I hope I put this in the correct category.

We have a fairly complex, multi-tenant setup. More than 130 customers, each having three relay affiliation lists with the first list being the relays in the customer environment, the second list being my companies internal relays (Accessible by customers through a VPN tunnel to our services) and the third list is internet facing relays.

Some of our customers have remote locations with very slow links, 3MB or 5MB circuits. These sites sometimes go down for a day or so. When this happens, the on site Relay’s client will not be able to access any of the parent relays and it burns through the list and then cycles back to our main server, which they don’t have access to, even through the VPN tunnel. So when the connection is reestablished, they only try the main server and the agent points back to itself using the loopback connection.

What are we doing wrong? In my opinion, the client in the relay should never use the loopback. If the client can’t connect, cycling back to itself will never work.

What I have to do to fix this is disable the relay service. Make a host file entry for our main server URL to point to an accessible relay, restart the client and wait for it to call in, then remove the host file entry and restart the relay.
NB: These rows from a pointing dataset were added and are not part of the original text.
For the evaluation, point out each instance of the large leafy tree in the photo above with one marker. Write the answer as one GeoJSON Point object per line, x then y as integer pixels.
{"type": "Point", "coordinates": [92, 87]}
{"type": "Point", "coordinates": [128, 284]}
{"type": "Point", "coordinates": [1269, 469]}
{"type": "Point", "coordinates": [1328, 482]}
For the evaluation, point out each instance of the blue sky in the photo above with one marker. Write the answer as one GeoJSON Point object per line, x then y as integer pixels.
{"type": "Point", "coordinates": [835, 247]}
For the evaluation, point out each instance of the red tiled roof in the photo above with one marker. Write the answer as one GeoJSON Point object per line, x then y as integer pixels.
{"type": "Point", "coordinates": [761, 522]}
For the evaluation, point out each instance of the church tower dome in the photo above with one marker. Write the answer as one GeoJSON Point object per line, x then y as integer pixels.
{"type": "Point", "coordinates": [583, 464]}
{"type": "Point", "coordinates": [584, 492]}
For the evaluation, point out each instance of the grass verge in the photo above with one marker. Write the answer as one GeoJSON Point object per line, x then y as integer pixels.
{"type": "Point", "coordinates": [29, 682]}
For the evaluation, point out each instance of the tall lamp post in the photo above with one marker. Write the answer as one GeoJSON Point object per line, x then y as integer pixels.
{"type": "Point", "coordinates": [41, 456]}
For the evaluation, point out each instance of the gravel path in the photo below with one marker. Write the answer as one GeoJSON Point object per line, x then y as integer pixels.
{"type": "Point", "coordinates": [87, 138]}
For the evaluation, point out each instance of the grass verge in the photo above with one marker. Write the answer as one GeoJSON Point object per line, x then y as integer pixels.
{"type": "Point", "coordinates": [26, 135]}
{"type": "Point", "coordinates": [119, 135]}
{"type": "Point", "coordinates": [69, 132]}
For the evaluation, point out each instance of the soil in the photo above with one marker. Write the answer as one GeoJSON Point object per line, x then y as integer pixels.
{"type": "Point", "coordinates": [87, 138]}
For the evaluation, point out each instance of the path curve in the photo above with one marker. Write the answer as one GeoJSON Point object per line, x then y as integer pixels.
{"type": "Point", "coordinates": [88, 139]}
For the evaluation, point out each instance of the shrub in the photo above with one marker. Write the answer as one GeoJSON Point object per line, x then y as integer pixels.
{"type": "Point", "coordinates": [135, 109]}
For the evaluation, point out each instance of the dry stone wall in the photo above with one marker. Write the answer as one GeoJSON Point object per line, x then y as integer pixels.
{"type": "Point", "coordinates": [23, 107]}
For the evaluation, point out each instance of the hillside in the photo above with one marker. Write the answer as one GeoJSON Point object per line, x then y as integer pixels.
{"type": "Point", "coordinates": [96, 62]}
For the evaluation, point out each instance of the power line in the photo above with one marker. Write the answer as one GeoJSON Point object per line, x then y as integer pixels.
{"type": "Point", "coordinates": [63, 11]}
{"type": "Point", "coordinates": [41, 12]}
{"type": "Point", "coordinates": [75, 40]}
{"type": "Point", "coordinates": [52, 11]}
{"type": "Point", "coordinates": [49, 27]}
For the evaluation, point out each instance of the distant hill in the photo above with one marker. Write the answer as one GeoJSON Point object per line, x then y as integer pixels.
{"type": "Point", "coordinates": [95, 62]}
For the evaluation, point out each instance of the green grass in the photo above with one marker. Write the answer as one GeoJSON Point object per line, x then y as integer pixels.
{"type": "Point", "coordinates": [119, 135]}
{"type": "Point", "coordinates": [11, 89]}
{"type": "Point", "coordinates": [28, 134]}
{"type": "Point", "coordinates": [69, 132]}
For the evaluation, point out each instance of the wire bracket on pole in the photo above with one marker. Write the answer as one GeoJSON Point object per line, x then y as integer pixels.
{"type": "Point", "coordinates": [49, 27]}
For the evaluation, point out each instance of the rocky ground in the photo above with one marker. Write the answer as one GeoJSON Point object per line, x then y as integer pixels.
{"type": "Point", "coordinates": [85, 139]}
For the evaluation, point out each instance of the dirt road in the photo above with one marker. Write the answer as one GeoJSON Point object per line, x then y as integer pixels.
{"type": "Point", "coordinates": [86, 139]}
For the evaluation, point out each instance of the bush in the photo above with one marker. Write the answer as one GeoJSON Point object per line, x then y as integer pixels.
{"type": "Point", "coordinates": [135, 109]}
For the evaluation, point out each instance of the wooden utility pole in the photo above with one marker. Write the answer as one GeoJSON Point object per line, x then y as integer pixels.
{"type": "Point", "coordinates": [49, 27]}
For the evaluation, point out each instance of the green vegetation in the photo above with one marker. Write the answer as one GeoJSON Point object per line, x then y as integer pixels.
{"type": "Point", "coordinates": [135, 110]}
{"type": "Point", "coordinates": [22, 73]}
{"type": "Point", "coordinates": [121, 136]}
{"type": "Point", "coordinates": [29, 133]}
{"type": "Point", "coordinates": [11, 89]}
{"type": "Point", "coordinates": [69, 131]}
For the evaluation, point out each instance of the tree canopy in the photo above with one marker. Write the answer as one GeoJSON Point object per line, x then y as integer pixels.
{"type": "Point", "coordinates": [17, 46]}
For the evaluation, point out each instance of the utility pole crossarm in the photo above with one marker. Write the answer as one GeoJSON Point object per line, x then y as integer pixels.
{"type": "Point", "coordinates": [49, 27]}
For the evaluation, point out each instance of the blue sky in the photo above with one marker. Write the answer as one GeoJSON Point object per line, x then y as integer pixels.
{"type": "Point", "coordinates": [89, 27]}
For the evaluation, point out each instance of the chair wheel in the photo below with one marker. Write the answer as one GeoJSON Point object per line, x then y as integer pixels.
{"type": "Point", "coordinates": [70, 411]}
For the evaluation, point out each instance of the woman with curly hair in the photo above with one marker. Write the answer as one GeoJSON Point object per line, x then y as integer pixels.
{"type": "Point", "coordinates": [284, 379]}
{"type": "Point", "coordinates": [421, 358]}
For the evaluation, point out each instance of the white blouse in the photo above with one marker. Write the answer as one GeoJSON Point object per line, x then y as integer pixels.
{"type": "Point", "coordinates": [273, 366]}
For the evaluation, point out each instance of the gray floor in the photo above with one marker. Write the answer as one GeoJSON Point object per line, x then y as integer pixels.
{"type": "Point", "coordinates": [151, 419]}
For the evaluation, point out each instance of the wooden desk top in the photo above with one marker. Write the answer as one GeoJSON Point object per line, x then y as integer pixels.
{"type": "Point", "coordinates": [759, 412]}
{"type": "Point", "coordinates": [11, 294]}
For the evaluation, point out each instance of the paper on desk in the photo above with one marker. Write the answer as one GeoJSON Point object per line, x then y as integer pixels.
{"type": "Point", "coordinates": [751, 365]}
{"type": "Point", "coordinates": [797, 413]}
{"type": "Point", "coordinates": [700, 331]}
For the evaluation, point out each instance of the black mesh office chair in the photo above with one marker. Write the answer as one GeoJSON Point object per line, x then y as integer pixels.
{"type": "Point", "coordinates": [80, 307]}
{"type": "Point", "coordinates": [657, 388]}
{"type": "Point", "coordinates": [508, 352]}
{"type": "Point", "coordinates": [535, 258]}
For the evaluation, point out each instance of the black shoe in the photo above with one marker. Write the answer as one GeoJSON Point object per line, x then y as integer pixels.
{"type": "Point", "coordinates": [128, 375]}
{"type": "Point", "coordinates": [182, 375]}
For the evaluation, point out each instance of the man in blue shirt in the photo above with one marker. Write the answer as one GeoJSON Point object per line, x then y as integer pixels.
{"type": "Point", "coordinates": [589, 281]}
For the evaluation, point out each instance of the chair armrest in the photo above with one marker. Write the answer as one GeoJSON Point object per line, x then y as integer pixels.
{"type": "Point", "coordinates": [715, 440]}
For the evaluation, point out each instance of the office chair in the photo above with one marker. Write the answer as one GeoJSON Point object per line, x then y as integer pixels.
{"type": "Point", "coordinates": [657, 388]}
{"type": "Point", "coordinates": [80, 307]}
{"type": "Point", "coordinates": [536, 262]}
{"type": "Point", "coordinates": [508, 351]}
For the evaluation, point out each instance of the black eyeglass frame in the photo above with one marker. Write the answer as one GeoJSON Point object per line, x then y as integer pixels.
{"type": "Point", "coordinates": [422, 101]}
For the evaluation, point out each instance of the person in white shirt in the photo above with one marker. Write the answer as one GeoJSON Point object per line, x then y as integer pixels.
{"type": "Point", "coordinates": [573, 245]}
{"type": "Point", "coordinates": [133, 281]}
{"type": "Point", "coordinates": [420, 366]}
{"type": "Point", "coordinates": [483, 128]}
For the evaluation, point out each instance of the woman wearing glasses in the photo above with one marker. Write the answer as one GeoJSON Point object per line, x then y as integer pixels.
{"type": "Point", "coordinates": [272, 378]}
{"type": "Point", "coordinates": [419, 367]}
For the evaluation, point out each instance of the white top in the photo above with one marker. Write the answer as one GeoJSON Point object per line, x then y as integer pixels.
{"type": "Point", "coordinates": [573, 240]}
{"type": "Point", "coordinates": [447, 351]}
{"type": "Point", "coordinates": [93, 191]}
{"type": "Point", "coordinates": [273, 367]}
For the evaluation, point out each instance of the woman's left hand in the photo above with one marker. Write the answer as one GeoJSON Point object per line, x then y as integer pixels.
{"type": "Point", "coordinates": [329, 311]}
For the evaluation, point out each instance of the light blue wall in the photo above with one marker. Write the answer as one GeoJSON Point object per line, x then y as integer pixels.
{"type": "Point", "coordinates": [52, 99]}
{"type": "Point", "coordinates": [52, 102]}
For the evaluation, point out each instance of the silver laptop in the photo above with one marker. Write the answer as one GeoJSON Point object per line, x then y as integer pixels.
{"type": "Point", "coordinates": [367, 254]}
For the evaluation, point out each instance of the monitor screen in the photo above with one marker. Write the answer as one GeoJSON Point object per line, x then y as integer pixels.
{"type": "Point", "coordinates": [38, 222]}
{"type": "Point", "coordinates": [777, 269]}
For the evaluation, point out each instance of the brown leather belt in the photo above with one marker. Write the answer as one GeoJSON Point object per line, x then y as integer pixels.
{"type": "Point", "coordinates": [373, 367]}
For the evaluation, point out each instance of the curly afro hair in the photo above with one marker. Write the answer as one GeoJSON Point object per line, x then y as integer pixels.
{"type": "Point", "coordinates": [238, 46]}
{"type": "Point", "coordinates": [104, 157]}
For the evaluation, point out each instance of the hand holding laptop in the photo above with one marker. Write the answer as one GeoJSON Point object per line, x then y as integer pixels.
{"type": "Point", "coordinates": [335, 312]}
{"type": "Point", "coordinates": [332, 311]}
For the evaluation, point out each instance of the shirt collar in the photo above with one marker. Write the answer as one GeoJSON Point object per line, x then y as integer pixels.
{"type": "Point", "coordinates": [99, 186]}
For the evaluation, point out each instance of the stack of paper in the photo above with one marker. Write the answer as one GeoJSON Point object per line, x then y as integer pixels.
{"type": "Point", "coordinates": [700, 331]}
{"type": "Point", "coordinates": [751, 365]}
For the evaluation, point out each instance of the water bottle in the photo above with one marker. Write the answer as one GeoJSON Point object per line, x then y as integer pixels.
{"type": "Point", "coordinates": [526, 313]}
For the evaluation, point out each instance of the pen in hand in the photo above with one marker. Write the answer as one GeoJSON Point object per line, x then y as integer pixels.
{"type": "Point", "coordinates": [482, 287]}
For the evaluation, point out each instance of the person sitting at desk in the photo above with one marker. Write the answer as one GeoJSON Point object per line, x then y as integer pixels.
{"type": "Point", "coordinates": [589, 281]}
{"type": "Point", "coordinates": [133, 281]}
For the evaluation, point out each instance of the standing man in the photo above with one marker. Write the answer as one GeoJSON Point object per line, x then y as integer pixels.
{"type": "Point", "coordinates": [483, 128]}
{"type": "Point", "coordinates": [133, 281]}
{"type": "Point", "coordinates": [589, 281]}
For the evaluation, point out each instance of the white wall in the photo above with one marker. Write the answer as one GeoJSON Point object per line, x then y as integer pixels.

A lot of work and time consuming.

Is this normal behavior?

Normal behaviour - the client on the relay always uses itself as the relay and does this by using the loopback address.

While the relay cannot access the parent relays it will attempt to buffer all of the client reports, ready to pass on when comms are restored. The default size of the buffer is quite small, but can be tuned (with care) if the comms outages are too long to prevent the buffer filling.